Entre os dias 10 e 18 de maio, o hospital encaminhou 22 amostras para análise laboratorial. Nove deram positivo: três para Vírus Sincicial Respiratório e quatro para Rinovírus. Os demais exames seguem em andamento.
Apesar do crescimento, o hospital informa que o quadro está sob controle. Há um paciente internado por síndrome respiratória aguda grave e outros cinco hospitalizados com pneumonia ou broncopneumonia.
Os dados mostram que a alta começou ainda nas primeiras semanas de 2026, são:
– Semana 1 de 2026 – 223 atendimentos por síndrome gripal.
– Semana 1 de 2025 – 85 atendimentos.
– Aumento – 162% em relação ao mesmo período do ano anterior.
– Semana 3 de 2026 – 350 atendimentos, considerado o pico.
– Semana 3 de 2025 – 85 atendimentos.
Além de rinovírus e vírus sincicial, também foram identificados casos de Influenza A, Adenovírus, Metapneumovírus e Covid-19.
A enfermeira Bruna Nunes, reforça que a vacinação contra a influenza continua sendo a principal forma de prevenção.

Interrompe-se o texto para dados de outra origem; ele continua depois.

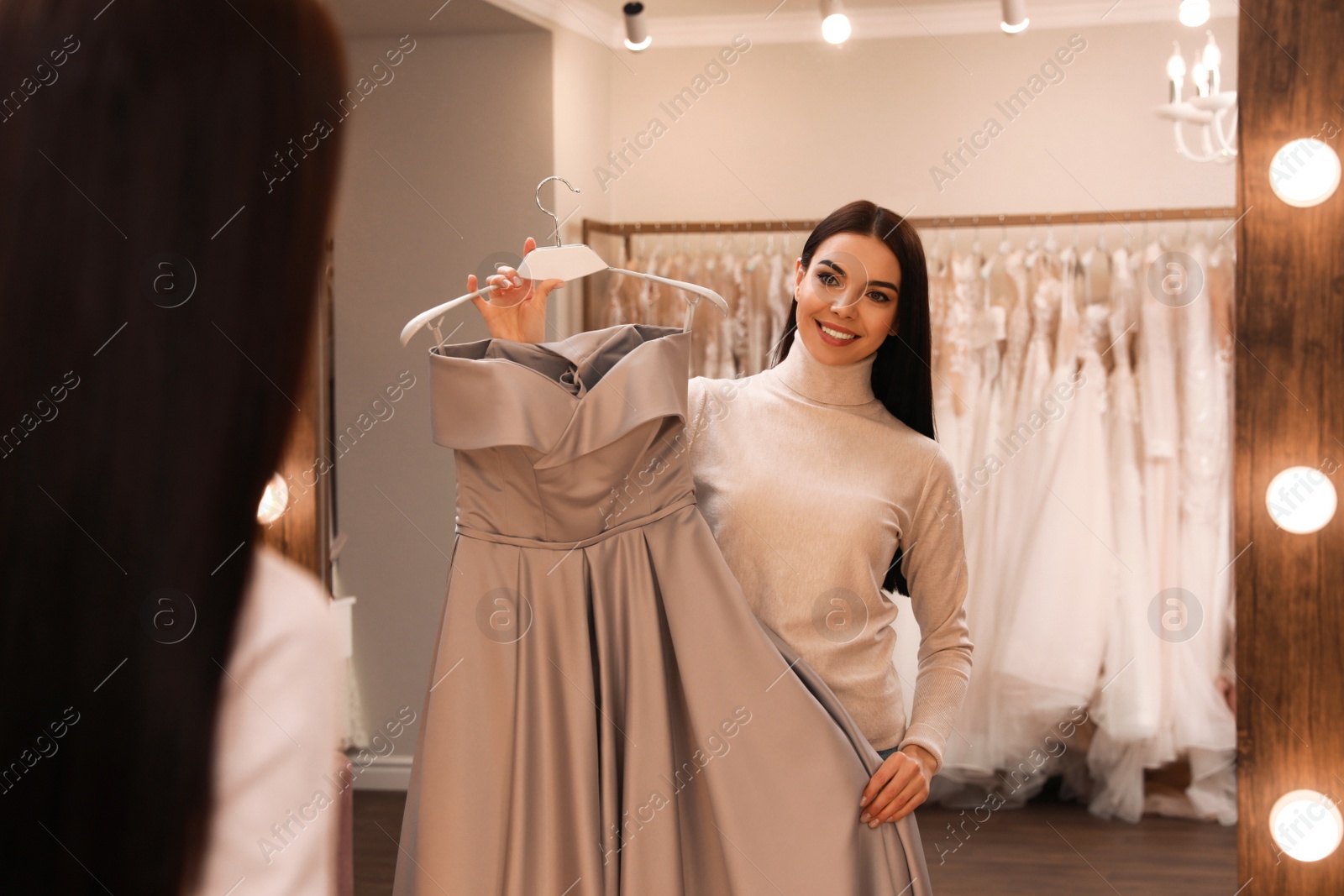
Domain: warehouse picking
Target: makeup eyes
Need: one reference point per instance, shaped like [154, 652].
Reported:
[831, 281]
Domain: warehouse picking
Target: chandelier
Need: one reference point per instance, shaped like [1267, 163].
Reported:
[1207, 107]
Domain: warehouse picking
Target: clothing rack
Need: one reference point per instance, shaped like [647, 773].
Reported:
[1142, 215]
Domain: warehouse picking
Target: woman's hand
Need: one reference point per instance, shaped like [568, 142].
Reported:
[900, 785]
[517, 308]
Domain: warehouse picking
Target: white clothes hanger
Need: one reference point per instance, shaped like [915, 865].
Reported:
[561, 262]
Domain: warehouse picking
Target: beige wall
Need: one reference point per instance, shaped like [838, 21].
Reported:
[799, 129]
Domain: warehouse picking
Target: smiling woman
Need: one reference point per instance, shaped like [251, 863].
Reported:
[846, 418]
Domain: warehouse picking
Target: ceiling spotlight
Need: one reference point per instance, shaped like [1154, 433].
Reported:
[1015, 16]
[835, 23]
[636, 31]
[1194, 13]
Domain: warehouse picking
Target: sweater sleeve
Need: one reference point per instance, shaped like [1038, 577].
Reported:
[934, 564]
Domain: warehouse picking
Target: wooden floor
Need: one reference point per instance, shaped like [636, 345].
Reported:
[1045, 848]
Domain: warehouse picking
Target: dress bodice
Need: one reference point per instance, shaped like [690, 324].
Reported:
[561, 441]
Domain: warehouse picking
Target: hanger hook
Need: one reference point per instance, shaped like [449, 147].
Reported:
[548, 210]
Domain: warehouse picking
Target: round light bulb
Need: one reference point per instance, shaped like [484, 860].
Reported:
[835, 27]
[273, 500]
[1300, 500]
[1176, 65]
[1304, 172]
[1194, 13]
[1305, 825]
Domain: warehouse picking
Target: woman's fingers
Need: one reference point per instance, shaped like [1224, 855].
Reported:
[875, 783]
[905, 772]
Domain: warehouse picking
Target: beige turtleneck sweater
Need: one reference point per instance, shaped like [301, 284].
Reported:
[810, 485]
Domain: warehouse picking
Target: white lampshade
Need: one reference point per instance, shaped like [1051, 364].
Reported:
[1300, 500]
[273, 500]
[1194, 13]
[1015, 16]
[1304, 172]
[1305, 825]
[835, 23]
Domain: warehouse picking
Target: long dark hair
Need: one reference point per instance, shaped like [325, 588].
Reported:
[156, 296]
[902, 378]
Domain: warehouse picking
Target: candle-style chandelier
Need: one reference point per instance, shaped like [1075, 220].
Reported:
[1211, 107]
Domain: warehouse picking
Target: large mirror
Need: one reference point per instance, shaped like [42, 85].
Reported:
[1068, 170]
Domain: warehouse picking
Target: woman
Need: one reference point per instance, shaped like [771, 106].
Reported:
[168, 684]
[824, 485]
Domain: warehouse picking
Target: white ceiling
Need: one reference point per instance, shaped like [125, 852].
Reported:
[711, 22]
[374, 18]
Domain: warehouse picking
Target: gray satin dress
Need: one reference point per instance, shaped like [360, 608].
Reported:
[605, 714]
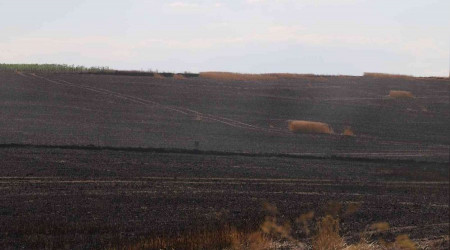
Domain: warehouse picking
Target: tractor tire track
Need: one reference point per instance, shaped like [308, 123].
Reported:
[184, 111]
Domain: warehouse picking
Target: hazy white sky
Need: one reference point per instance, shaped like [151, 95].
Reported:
[305, 36]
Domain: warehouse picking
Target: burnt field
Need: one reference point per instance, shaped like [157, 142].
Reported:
[91, 161]
[228, 115]
[93, 198]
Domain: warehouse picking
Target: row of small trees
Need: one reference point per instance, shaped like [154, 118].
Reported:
[53, 68]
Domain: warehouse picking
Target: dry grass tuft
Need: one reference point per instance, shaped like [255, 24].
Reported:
[299, 126]
[400, 94]
[404, 243]
[328, 237]
[380, 226]
[227, 238]
[275, 230]
[303, 220]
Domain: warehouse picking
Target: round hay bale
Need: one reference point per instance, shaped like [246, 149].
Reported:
[298, 126]
[348, 132]
[400, 94]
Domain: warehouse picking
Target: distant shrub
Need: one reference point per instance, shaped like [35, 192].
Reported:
[400, 94]
[298, 126]
[260, 77]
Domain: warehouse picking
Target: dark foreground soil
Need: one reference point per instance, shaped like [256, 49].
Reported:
[64, 198]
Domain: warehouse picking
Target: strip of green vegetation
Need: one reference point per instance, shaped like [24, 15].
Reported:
[56, 68]
[64, 68]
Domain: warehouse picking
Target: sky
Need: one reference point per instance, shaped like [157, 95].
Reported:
[347, 37]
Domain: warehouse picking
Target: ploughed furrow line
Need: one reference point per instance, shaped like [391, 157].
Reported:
[184, 111]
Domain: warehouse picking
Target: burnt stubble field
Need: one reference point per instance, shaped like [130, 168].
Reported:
[94, 161]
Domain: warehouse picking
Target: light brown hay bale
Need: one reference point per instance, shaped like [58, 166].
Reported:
[309, 127]
[179, 76]
[400, 94]
[348, 132]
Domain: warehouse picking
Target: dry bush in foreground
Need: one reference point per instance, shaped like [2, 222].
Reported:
[275, 234]
[226, 238]
[309, 127]
[400, 94]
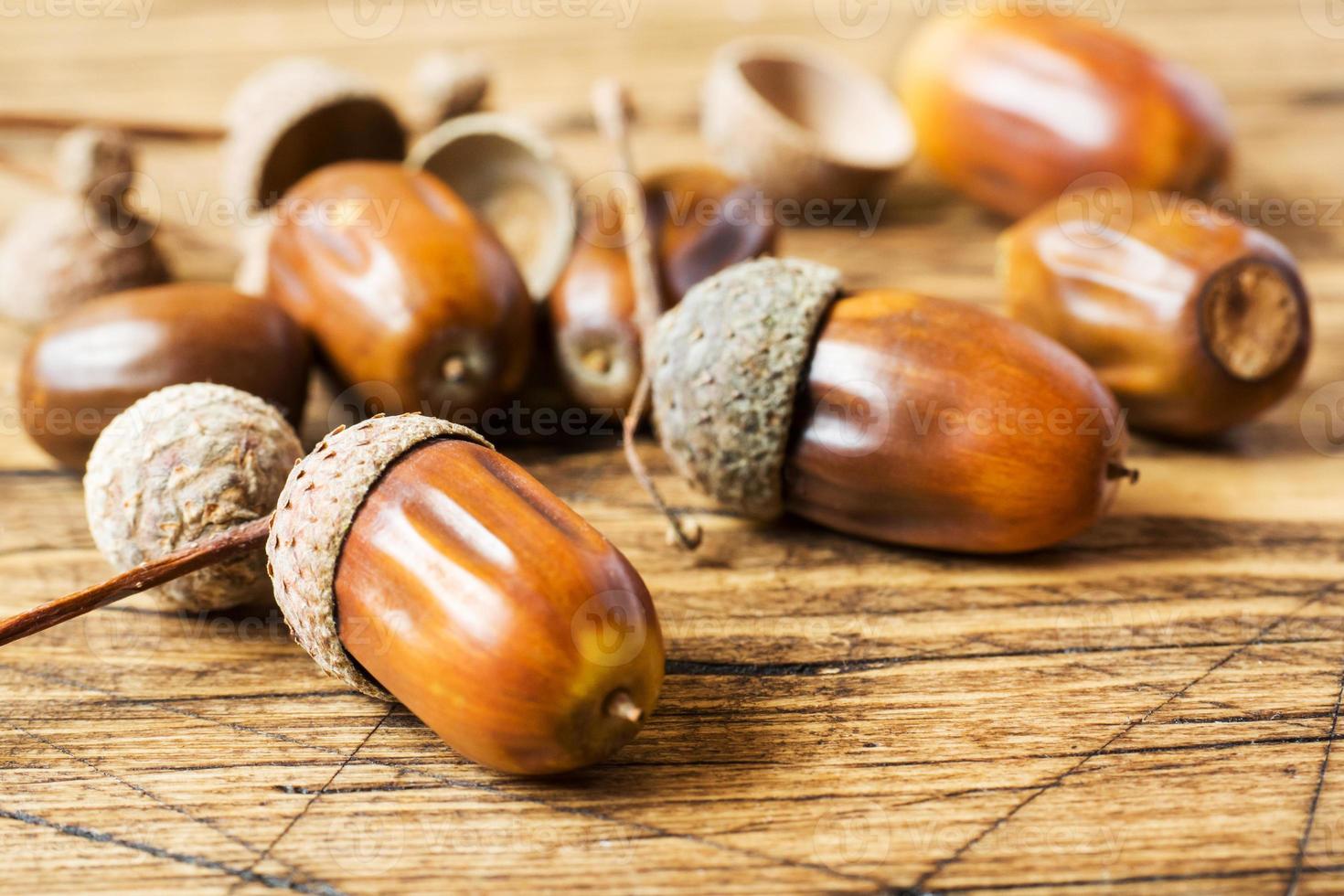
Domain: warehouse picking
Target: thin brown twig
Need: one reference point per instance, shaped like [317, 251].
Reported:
[612, 112]
[229, 544]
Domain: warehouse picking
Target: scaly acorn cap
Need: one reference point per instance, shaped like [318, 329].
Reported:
[297, 116]
[726, 366]
[314, 515]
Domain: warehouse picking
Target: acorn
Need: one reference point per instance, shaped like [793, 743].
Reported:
[1195, 321]
[86, 242]
[186, 464]
[417, 564]
[699, 220]
[409, 295]
[1012, 109]
[91, 364]
[882, 414]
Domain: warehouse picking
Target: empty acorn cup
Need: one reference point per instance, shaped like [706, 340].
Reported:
[803, 123]
[508, 174]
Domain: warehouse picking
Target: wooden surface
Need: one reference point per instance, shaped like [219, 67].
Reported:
[1147, 709]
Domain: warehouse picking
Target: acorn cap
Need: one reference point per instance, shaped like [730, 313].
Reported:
[183, 464]
[297, 116]
[511, 176]
[726, 366]
[314, 515]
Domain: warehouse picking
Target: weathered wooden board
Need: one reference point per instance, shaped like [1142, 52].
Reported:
[1147, 709]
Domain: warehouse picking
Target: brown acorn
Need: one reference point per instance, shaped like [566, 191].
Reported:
[417, 564]
[700, 220]
[89, 366]
[1012, 108]
[882, 414]
[402, 288]
[1197, 323]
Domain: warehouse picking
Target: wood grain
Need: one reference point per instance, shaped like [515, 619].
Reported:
[1149, 709]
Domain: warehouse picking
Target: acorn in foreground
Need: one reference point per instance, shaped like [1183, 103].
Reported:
[1197, 323]
[417, 564]
[882, 414]
[1012, 108]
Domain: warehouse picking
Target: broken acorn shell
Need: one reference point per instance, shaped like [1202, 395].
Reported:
[296, 116]
[1012, 109]
[1195, 321]
[411, 300]
[417, 564]
[509, 175]
[700, 220]
[803, 123]
[91, 364]
[63, 251]
[180, 465]
[882, 414]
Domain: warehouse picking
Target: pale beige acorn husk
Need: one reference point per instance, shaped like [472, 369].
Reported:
[314, 513]
[180, 465]
[297, 116]
[511, 176]
[803, 123]
[63, 251]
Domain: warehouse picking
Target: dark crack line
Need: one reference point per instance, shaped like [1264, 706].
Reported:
[943, 864]
[303, 812]
[1316, 797]
[140, 790]
[157, 852]
[649, 830]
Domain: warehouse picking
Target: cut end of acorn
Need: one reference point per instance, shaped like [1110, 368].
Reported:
[620, 704]
[1253, 318]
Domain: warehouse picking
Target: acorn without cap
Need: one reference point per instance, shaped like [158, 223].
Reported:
[883, 414]
[1197, 323]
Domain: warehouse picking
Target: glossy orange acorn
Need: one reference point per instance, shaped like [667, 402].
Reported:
[1014, 108]
[1195, 321]
[415, 563]
[882, 414]
[700, 220]
[89, 366]
[402, 288]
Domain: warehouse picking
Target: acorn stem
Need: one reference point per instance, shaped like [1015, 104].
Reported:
[687, 532]
[226, 546]
[612, 112]
[620, 704]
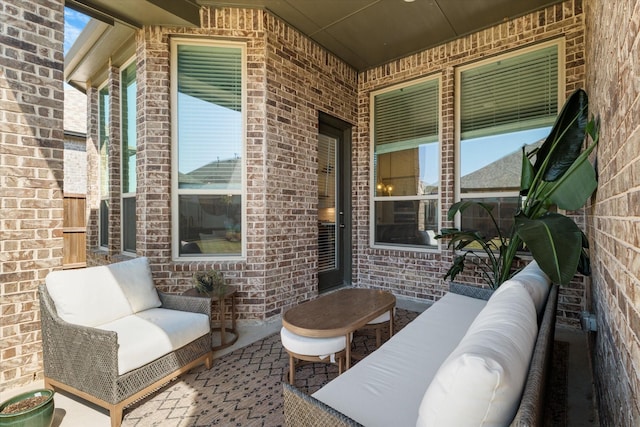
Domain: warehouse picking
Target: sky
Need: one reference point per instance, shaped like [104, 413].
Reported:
[74, 22]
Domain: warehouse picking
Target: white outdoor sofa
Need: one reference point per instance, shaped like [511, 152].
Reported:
[464, 361]
[109, 337]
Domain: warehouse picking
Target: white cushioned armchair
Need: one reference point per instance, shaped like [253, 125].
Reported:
[109, 337]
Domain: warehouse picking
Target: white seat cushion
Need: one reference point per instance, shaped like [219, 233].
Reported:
[150, 334]
[386, 387]
[481, 382]
[321, 347]
[384, 317]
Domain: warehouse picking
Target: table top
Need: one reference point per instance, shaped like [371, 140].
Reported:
[193, 292]
[338, 313]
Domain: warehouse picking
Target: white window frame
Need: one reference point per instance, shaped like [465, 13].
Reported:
[175, 191]
[100, 195]
[373, 198]
[124, 195]
[560, 43]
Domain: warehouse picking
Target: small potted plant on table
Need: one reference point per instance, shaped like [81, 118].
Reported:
[210, 283]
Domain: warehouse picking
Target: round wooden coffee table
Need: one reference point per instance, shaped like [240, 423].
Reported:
[339, 313]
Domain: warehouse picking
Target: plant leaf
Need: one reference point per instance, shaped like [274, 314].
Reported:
[555, 242]
[575, 187]
[562, 146]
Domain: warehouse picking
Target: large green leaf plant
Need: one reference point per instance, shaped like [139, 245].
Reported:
[561, 177]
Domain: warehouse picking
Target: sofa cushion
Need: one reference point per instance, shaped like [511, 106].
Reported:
[96, 295]
[536, 282]
[307, 346]
[88, 296]
[134, 277]
[386, 387]
[150, 334]
[482, 380]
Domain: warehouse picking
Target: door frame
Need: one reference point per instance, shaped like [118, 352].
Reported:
[343, 129]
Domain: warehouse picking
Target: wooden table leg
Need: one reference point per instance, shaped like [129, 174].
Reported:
[347, 352]
[223, 325]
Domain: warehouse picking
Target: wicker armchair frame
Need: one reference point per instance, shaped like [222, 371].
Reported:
[84, 361]
[302, 410]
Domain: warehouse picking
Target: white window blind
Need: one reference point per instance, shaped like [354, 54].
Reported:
[406, 117]
[210, 138]
[511, 94]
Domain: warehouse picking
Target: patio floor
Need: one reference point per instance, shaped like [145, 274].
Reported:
[173, 405]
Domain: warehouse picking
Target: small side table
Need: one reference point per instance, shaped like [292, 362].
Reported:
[223, 313]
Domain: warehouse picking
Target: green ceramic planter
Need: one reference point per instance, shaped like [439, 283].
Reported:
[38, 416]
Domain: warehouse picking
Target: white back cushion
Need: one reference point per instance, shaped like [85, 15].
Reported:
[134, 277]
[481, 382]
[536, 282]
[96, 295]
[150, 334]
[88, 296]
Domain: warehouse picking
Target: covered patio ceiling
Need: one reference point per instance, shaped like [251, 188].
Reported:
[363, 33]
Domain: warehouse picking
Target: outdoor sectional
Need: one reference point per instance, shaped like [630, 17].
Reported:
[109, 337]
[464, 361]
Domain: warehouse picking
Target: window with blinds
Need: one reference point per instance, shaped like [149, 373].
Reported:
[406, 156]
[512, 94]
[505, 103]
[129, 154]
[103, 137]
[208, 132]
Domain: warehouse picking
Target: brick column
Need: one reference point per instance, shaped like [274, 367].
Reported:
[31, 176]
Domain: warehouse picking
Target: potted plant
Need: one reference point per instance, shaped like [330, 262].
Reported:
[31, 409]
[561, 176]
[210, 282]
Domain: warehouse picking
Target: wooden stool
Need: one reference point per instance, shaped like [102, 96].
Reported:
[325, 350]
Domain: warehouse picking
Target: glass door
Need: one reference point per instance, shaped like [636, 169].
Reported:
[332, 220]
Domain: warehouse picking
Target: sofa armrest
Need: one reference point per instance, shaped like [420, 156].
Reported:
[531, 410]
[186, 303]
[302, 410]
[81, 356]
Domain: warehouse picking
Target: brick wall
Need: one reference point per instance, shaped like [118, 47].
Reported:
[302, 79]
[31, 176]
[289, 77]
[419, 275]
[613, 54]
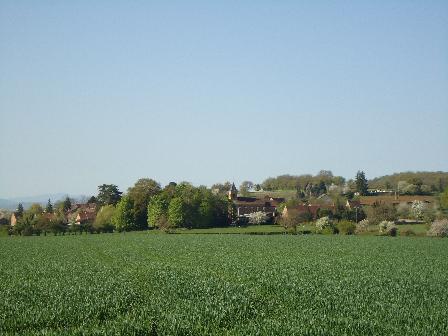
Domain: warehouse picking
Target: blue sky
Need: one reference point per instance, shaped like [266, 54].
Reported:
[111, 91]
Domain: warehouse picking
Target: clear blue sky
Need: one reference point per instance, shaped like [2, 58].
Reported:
[96, 92]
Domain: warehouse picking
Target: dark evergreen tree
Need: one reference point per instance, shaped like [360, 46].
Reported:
[361, 183]
[49, 207]
[108, 194]
[67, 204]
[19, 211]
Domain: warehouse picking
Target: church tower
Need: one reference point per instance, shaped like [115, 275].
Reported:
[232, 194]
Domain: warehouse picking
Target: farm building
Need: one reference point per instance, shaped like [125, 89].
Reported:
[247, 205]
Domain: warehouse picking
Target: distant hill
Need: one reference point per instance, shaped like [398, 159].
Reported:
[11, 203]
[438, 181]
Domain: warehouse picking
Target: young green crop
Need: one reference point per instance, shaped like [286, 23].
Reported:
[140, 284]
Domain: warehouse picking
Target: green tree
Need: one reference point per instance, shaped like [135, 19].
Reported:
[19, 211]
[177, 212]
[104, 219]
[35, 209]
[25, 224]
[157, 210]
[57, 224]
[140, 194]
[49, 207]
[124, 216]
[108, 194]
[361, 183]
[67, 204]
[245, 187]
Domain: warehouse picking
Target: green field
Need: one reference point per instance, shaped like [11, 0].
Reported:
[146, 284]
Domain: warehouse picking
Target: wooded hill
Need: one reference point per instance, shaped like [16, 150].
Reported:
[437, 181]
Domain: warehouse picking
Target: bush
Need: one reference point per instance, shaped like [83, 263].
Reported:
[258, 217]
[346, 227]
[330, 230]
[388, 228]
[439, 228]
[362, 226]
[407, 232]
[325, 225]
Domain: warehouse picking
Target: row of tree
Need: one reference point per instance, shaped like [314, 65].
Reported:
[148, 205]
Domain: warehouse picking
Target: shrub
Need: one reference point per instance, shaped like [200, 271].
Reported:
[323, 223]
[362, 226]
[388, 228]
[258, 217]
[439, 228]
[346, 227]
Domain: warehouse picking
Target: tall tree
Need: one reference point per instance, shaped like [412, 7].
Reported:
[361, 183]
[140, 194]
[108, 194]
[157, 210]
[245, 187]
[49, 207]
[104, 219]
[19, 211]
[67, 204]
[124, 216]
[176, 212]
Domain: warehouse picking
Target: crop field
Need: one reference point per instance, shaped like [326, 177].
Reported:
[145, 284]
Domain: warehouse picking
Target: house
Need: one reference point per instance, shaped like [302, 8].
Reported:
[248, 205]
[352, 204]
[85, 217]
[81, 213]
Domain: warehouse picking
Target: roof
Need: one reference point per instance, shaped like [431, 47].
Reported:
[311, 208]
[353, 204]
[86, 216]
[391, 199]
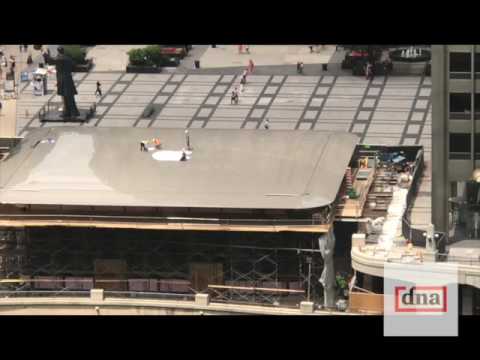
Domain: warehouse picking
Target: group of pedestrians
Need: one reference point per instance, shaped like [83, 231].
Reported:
[243, 82]
[243, 47]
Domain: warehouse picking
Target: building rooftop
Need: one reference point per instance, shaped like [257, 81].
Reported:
[275, 169]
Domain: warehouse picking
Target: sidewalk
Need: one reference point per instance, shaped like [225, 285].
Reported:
[8, 118]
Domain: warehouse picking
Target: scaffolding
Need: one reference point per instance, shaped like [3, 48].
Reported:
[271, 269]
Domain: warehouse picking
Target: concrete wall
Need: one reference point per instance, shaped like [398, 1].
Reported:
[439, 137]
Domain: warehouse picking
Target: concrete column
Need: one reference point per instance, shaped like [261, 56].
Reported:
[307, 307]
[8, 118]
[358, 240]
[327, 279]
[440, 138]
[202, 299]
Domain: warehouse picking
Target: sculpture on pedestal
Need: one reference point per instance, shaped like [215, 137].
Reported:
[65, 85]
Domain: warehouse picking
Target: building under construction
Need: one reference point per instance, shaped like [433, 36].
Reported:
[255, 216]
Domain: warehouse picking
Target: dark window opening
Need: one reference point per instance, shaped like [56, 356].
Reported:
[477, 103]
[460, 105]
[460, 145]
[460, 62]
[477, 146]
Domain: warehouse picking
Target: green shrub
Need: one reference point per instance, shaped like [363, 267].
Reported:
[76, 53]
[153, 53]
[137, 57]
[148, 56]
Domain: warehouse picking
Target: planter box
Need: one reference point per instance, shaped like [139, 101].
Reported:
[143, 69]
[83, 67]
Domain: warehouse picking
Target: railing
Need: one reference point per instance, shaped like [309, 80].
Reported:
[445, 257]
[86, 294]
[164, 220]
[149, 295]
[44, 293]
[256, 295]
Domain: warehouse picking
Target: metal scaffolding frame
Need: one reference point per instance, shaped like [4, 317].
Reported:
[249, 260]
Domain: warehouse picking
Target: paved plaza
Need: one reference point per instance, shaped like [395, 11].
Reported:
[393, 111]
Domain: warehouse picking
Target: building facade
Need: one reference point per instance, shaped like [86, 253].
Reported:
[456, 140]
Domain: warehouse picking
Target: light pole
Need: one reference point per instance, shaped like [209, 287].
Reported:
[309, 262]
[187, 140]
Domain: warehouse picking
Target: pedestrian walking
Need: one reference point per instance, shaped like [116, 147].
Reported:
[243, 81]
[251, 66]
[369, 71]
[300, 67]
[234, 99]
[12, 64]
[387, 66]
[266, 124]
[98, 92]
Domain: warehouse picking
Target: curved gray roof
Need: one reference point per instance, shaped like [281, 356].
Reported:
[257, 169]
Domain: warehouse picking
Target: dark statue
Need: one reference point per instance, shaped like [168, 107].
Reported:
[65, 85]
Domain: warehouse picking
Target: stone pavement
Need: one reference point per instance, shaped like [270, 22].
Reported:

“A gente vem observando que muitas crianças não foram vacinadas. Por isso, orientamos que pais e responsáveis mantenham a vacinação em dia, evitem aglomerações, utilizem máscara quando estiverem gripados e procurem rapidamente uma unidade de saúde ao surgirem sintomas respiratórios”, disse.
LEIA MAIS:
Oiapoque, no Norte do AP, registra surto de gripe; morte de uma criança é investigada
Trio morre em troca tiros com a polícia em Santana, no Amapá
Circuito Favela Cultural abre inscrições para artistas periféricos na Expo Favela Amapá 2026
Em maio, o Hospital registrou duas mortes relacionadas ao surto de síndromes gripais: um bebê de 1 ano e 2 meses e um indígena de 85 anos.

Mortes registradas

Segundo o secretário adjunto hospitalar do Estado, Diego Conrado, o quadro piorou durante a internação. O caso está em análise no Laboratório Central de Saúde Pública do Amapá (Lacen-AP).
O bebê morreu em 15 de maio, após ter sido internado dois dias antes com febre persistente e dores abdominais.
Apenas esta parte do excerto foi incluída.